The first is that taxes would eventually be raised to pay for spending and move the ledgers toward balance. Higher taxes, of course, risk sending highly mobile capital scurrying to more tax-friendly destinations, destroying investment and jobs as it leaves.
The second is that the central bank would monetize the deficit, inflating the economy. The risk would be capital flight to destinations where the purchasing power of capital is better preserved. Here, I want to make myself perfectly clear: As a member of the FOMC, I will never vote to monetize fiscal profligacy. And while I never speak for my colleagues, it is my distinct impression that none of them will do so either.
So this leaves a third option: better calibrating and configuring government spending programs. In a globalized world, nations must tax and spend more prudently than ever. Just to retain capital, yet alone attract more, they must offer taxpayers the best deal at the lowest price. No government anywhere in the world can go on taxing and spending as if it is still operating in yesterday's economy. If the United States is to remain an economic colossus, its fiscal authorities, like its central bankers, will have to become paragons of prudence and restraint, implementing policies that will put the nation in a position to bolster, not hamper, its competitive edge.
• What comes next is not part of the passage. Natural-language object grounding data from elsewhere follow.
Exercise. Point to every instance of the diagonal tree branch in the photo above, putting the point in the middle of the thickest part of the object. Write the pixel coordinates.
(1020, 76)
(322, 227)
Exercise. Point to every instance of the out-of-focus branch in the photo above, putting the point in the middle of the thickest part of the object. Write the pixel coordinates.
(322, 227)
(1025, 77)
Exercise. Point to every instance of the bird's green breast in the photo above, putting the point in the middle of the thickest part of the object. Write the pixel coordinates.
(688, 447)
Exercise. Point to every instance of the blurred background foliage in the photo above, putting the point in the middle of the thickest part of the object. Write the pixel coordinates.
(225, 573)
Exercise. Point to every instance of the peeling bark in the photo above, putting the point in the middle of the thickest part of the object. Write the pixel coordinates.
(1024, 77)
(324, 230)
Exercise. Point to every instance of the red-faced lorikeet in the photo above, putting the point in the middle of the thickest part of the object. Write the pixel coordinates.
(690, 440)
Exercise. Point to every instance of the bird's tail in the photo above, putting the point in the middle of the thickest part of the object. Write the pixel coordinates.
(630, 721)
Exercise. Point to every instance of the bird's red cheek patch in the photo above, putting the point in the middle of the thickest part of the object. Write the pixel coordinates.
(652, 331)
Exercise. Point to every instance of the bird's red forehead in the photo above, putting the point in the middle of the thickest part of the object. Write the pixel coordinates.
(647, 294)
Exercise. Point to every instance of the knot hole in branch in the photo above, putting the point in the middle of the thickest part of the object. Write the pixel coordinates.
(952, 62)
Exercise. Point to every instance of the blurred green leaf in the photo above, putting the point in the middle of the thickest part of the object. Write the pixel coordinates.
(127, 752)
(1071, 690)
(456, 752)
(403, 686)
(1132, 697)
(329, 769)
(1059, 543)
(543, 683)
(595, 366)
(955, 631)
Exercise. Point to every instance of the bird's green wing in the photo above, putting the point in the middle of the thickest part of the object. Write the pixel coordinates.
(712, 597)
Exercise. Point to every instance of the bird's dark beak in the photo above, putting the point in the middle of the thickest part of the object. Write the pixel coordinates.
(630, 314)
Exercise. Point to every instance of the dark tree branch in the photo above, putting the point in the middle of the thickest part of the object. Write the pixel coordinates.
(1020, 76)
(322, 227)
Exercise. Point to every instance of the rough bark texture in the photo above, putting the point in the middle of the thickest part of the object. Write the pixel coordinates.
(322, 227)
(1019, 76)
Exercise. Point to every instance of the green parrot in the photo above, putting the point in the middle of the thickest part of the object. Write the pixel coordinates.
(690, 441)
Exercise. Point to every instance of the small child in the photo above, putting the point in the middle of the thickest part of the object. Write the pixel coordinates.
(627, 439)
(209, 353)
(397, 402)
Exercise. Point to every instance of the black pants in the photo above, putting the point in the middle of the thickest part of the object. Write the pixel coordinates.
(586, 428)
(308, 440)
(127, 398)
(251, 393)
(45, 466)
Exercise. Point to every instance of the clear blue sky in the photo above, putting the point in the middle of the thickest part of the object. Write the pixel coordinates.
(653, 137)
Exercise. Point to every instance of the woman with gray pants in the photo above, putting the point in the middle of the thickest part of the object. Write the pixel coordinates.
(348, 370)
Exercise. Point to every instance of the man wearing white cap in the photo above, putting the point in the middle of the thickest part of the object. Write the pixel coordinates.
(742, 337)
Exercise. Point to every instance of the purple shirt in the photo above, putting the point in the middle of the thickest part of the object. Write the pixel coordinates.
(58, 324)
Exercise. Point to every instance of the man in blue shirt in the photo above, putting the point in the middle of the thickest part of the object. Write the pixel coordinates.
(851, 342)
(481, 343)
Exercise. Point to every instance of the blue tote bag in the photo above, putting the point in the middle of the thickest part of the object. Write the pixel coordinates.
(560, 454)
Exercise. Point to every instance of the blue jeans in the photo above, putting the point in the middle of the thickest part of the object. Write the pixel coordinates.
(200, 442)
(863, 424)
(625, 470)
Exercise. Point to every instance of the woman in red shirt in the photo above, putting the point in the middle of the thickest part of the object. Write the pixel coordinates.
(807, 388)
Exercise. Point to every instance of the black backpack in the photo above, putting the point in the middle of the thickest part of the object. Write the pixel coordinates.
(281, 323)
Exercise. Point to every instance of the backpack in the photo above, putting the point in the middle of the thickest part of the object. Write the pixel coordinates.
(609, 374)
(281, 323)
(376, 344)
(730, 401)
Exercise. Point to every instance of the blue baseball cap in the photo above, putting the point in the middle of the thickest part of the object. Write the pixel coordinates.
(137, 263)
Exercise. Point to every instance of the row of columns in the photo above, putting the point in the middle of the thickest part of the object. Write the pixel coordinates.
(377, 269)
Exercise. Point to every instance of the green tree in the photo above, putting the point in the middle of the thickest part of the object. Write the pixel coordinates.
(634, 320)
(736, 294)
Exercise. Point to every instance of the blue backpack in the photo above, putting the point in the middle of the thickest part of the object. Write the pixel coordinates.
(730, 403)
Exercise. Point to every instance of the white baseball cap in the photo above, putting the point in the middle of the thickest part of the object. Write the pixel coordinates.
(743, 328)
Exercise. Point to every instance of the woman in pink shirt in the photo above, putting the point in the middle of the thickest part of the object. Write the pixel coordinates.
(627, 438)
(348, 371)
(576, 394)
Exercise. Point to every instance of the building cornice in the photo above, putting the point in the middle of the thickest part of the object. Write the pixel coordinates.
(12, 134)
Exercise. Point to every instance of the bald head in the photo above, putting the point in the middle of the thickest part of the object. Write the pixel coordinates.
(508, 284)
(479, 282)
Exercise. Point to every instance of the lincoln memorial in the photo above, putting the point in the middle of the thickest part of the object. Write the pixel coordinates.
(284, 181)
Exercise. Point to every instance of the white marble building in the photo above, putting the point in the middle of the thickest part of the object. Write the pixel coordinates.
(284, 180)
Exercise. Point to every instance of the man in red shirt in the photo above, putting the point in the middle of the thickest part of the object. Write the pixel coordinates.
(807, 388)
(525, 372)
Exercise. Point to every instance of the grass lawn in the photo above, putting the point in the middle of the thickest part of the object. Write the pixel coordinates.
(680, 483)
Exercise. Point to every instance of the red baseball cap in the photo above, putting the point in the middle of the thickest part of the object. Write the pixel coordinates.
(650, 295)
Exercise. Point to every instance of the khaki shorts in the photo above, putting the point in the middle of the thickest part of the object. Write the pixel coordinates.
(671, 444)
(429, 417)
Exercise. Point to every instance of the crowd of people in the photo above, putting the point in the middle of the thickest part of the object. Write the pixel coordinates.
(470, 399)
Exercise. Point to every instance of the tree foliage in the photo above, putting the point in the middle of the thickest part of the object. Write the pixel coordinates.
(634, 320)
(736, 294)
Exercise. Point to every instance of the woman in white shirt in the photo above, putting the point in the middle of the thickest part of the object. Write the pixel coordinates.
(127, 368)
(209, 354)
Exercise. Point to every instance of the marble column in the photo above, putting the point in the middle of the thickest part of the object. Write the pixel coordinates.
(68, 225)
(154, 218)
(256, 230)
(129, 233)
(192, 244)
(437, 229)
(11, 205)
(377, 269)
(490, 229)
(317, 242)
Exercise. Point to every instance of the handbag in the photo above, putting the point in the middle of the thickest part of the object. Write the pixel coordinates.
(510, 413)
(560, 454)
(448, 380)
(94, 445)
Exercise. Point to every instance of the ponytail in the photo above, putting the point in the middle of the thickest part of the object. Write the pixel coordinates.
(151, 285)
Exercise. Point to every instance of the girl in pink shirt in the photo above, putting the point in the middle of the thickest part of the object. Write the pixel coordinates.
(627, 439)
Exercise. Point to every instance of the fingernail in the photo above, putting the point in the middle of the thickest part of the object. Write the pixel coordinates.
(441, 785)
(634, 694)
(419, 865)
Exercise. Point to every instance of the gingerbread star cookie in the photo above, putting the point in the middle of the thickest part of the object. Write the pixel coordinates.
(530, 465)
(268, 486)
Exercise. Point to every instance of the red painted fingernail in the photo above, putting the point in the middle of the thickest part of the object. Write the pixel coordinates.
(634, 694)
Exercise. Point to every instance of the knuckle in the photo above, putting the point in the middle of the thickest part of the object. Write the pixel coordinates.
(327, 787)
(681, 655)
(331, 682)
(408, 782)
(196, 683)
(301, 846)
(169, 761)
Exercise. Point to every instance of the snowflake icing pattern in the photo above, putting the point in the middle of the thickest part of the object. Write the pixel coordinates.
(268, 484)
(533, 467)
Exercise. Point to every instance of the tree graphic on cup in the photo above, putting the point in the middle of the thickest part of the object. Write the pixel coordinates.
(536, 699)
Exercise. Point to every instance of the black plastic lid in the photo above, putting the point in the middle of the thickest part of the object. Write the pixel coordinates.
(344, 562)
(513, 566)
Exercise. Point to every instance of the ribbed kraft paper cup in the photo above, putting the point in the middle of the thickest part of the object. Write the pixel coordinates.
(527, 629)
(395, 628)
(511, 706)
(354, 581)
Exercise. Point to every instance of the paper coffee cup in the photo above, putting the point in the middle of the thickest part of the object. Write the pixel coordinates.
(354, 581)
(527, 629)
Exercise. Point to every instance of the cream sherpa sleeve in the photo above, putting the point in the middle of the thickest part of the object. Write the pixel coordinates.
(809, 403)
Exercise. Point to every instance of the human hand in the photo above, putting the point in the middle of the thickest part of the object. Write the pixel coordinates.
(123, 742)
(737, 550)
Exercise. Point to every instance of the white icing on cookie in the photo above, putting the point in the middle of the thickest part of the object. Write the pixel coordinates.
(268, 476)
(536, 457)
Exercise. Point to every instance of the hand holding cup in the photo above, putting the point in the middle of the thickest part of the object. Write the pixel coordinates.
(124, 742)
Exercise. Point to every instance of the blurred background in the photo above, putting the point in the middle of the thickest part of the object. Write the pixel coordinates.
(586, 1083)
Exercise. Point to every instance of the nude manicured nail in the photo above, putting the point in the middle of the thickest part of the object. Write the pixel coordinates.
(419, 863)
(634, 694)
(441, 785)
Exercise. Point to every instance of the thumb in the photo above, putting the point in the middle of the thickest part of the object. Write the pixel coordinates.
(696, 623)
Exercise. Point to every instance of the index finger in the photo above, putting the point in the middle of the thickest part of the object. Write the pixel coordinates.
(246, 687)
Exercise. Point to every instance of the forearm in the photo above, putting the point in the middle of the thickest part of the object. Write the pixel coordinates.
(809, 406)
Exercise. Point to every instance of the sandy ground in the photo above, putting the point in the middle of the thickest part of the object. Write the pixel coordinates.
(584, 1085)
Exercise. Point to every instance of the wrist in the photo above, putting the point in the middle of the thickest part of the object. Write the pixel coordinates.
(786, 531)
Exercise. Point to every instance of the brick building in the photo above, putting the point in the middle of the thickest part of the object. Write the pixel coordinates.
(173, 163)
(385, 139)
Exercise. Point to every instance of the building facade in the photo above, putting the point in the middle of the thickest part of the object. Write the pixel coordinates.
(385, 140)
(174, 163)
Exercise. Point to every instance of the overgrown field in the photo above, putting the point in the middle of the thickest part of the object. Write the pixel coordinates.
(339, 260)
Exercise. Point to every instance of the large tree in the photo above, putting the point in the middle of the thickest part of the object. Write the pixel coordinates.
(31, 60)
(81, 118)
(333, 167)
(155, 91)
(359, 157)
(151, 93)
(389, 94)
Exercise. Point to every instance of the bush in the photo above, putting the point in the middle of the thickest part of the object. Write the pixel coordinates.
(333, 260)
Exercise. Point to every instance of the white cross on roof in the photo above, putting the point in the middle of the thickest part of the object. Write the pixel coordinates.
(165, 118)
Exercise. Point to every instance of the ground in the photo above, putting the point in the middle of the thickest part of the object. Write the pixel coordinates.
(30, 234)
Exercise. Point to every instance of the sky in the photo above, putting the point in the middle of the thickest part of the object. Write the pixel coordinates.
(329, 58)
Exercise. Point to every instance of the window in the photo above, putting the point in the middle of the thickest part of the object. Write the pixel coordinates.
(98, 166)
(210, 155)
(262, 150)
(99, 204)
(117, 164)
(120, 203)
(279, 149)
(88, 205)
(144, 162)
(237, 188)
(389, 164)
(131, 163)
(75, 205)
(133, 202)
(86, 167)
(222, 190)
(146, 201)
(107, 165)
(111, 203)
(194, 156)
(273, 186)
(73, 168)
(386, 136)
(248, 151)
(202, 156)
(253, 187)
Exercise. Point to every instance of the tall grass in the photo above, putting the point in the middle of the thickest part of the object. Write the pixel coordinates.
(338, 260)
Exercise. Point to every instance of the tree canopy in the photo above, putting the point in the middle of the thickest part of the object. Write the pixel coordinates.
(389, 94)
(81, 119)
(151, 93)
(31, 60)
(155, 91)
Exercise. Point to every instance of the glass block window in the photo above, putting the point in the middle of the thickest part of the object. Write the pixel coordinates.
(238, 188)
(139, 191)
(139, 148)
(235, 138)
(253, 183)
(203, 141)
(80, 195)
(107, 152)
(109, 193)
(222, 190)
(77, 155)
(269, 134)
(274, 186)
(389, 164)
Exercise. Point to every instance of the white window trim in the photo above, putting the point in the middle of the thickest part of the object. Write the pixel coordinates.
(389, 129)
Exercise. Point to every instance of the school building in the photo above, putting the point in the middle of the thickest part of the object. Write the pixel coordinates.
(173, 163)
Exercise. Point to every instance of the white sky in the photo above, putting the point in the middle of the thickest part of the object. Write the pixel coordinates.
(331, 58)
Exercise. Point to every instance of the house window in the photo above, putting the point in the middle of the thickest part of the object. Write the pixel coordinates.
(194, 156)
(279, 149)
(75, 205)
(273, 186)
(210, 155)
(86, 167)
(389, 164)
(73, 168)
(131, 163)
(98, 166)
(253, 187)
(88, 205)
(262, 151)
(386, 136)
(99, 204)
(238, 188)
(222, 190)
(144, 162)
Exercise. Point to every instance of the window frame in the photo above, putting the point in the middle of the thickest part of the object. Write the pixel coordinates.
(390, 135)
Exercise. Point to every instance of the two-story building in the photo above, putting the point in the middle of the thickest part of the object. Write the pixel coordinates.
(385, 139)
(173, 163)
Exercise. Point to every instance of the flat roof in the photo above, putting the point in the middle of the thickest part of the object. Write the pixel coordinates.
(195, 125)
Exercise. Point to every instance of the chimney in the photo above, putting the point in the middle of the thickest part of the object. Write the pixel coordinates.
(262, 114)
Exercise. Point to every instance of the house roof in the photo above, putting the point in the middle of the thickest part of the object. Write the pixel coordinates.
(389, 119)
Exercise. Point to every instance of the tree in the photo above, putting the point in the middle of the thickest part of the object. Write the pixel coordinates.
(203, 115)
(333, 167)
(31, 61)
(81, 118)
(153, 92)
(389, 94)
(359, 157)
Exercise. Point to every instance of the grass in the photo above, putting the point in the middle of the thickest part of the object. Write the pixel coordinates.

Remember, take away the military spending and there would be no deficit anymore. The US spends some $420 billion on its standing army which is more than the next ten big weapon spenders pull out of their pockets every year. Russia now spends $19 billion on its army annually.
Also remember that the cost of the war in Iraq, at least $170 million every single day, is not included in the $420 billion figure. This adds another cool $60 billion annually, at least. And now the two leaders of the biggest army tell us that the "war on terror" - reminds me of "fucking for virginity" - will go on and on and on.
Something is seriously wrong. I am short the Dow since 10,550 and I see no reason to change that position as long as this administration is trigger-happy on opening ever more fronts in a war that cannot be fought and therefore cannot be won. Peace is a process founded on the pillars of education and safety. With these war-mongers in the White House the rest of the world has really something to fear. Something is seriously going wrong and I see no way out of it as long as Dubya tries to mold the world according to his or his buddy's beliefs.
By the way, gold rallied strongly today. Remember its the most tangible asset when you flee a war zone.